On June 11th 2012, PGNiG issued registered Series D120711A notes (the “Notes”) under the Programme.
1. Type of the Notes
The Notes are one-month unsecured registered discount notes in book-entry form. All the Notes are denominated in the Polish złoty and were offered in a private placement exclusively in the territory of Poland.
The Notes were acquired by the following banks (the “Noteholders”): Bank Polska Kasa Opieki S.A., ING Bank N.V., Powszechna Kasa Oszczędności Bank Polski S.A., Bank Handlowy w Warszawie S.A., Societe Generale S.A., BNP Paribas S.A. Polish Branch, Nordea Bank Polska S.A., Nordea Bank AB, Bank Zachodni WBK S.A. and BRE Bank S.A.

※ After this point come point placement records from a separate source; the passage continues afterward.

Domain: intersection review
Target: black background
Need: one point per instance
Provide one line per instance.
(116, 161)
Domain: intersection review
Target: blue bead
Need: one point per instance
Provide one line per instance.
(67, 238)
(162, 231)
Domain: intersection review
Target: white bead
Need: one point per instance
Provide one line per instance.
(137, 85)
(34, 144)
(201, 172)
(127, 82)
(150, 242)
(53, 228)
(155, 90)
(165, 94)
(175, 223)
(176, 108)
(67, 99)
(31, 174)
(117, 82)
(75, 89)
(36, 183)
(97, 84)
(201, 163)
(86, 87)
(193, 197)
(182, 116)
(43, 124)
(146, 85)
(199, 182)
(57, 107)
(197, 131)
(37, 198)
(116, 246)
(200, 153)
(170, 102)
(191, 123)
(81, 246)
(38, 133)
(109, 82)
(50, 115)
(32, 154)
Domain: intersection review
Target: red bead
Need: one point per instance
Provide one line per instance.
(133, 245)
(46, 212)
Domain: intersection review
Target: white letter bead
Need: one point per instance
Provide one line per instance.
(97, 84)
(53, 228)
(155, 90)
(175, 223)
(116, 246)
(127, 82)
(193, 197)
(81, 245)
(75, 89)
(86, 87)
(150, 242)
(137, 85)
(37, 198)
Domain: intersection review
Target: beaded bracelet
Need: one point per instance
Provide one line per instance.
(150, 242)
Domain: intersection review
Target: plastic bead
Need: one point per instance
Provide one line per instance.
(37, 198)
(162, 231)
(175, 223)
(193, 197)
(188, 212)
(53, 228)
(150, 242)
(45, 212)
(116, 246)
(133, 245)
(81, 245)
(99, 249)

PGNiG is not planning to introduce the Notes to public trading.
2. Objectives of the issue
The Notes have been issued in order to raise financing for PGNiG's day-to-day needs.
3. Size of the issue
4,400 Notes were issued.
4. Par value and issue price of the Notes
The par value of one Note is PLN 500,000.00 (five hundred thousand złoty).
The unit issue price has been determined based on one month WIBOR rate plus a margin.
5. Redemption and interest payments
The Notes will be redeemed by way of a cash payment equal to the par value of the Note.
The Notes mature on July 11th 2012.
The Notes are discount notes, therefore no interest will be paid.
The Terms and Conditions of the Notes provide for early redemption of the Notes in the case of events which give the right for exercising the Early Redemption Option (including change of control; specified in detail in the Terms and Conditions of the Notes and known to the Noteholders) or in the event the issuer fails to discharge any matured financial liability under the Notes.
6. Security
The Notes are unsecured.
7. Value of PGNiG's liabilities as at the last day of the quarter preceding the offer to acquire the Notes and projections of PGNiG's liabilities until full redemption of the Notes
The value of PGNiG’s liabilities under loans and notes as at March 31st 2012 was PLN 6,502,114,000.00 (six billion, five hundred and two million, one hundred fourteen thousand złoty).
Following the Note issue discussed above, the total par value of the Notes issued under the Programme and outstanding as at June 11th 2012 was PLN 4,200,000,000.00 (four billion, two hundred million złoty). The projections of PGNiG’s liabilities will depend on current financial needs.
8. Details enabling potential investors to assess the effects of the project financed with the issue proceeds and the issuer's ability to meet its obligations under the notes, if any such project has been specified
Not applicable.
9. Translation of the value of non-cash payment into cash payment
Not applicable. No non-cash payments are to be made in connection with the Notes.